A critical security vulnerability has been identified in Red Hat OpenShift AI Service, designated as CVE-2025-10725, which allows low-privileged users to escalate their privileges to full cluster administrators. This flaw poses a significant risk to the confidentiality, integrity, and availability of the entire AI platform and its hosted applications.
Overview of the Vulnerability
Red Hat OpenShift AI is an enterprise-grade platform designed for building, deploying, and managing AI and machine learning workloads at scale. It integrates tools like Jupyter notebooks to facilitate data scientists in their workflows. The identified vulnerability enables an authenticated user with minimal privileges, such as a data scientist using a standard Jupyter notebook, to escalate their access rights to that of a full cluster administrator. This escalation grants the attacker comprehensive control over the entire OpenShift cluster, leading to potential data breaches, service disruptions, and infrastructure compromise.
Technical Details
The root cause of CVE-2025-10725 lies in an overly permissive ClusterRole assignment within the Red Hat OpenShift AI Service. Specifically, the system:authenticated group is linked to the kueue-batch-user-role, granting any authenticated user broad job-creation rights across the cluster. This misconfiguration allows users, such as data scientists operating standard Jupyter notebook accounts, to create job clusters. By crafting malicious jobs that run with elevated privileges, an attacker can hijack the cluster control plane. Once administrative privileges are obtained, the threat actor can:
– Access all cluster resources and secrets
– Modify or delete workloads
– Exfiltrate sensitive data
– Disrupt services and infrastructure
The vulnerability has been assigned a CVSS v3.1 score of 9.9, indicating its critical nature. The attack vector is network-based, meaning exploitation can occur remotely without physical access.
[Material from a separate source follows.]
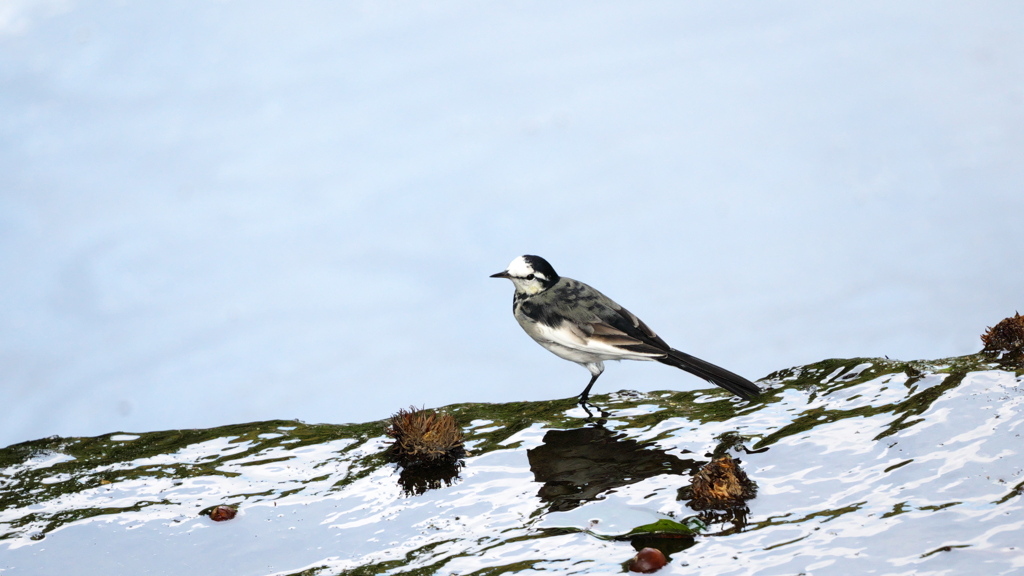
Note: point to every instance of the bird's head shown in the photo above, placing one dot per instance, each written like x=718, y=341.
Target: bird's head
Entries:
x=529, y=274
The low attack complexity and low privileges required make it highly exploitable, especially in environments where multiple users have access to the platform.
Affected Versions
The following versions of Red Hat OpenShift AI are affected by this vulnerability:
– Red Hat OpenShift AI 2.19
– Red Hat OpenShift AI 2.21
– Red Hat OpenShift AI (RHOAI)
Mitigation Recommendations
To remediate this vulnerability, administrators should apply strict least-privilege principles:
1. Revoke the offending ClusterRoleBinding: Remove any bindings that attach kueue-batch-user-role to system:authenticated.
2. Define explicit job-creation roles: Assign the kueue-batch-user-role only to specific user accounts or groups that require batch job permissions.
3. Audit existing roles and bindings: Review all ClusterRoleBindings for overly broad assignments and ensure permissions align with actual job requirements.
4. Enforce separation of duties: Maintain distinct roles for development, analytics, and administrative functions to limit privilege escalation paths.
By implementing these measures, organizations can mitigate the risk associated with CVE-2025-10725 and enhance the security posture of their Red Hat OpenShift AI deployments.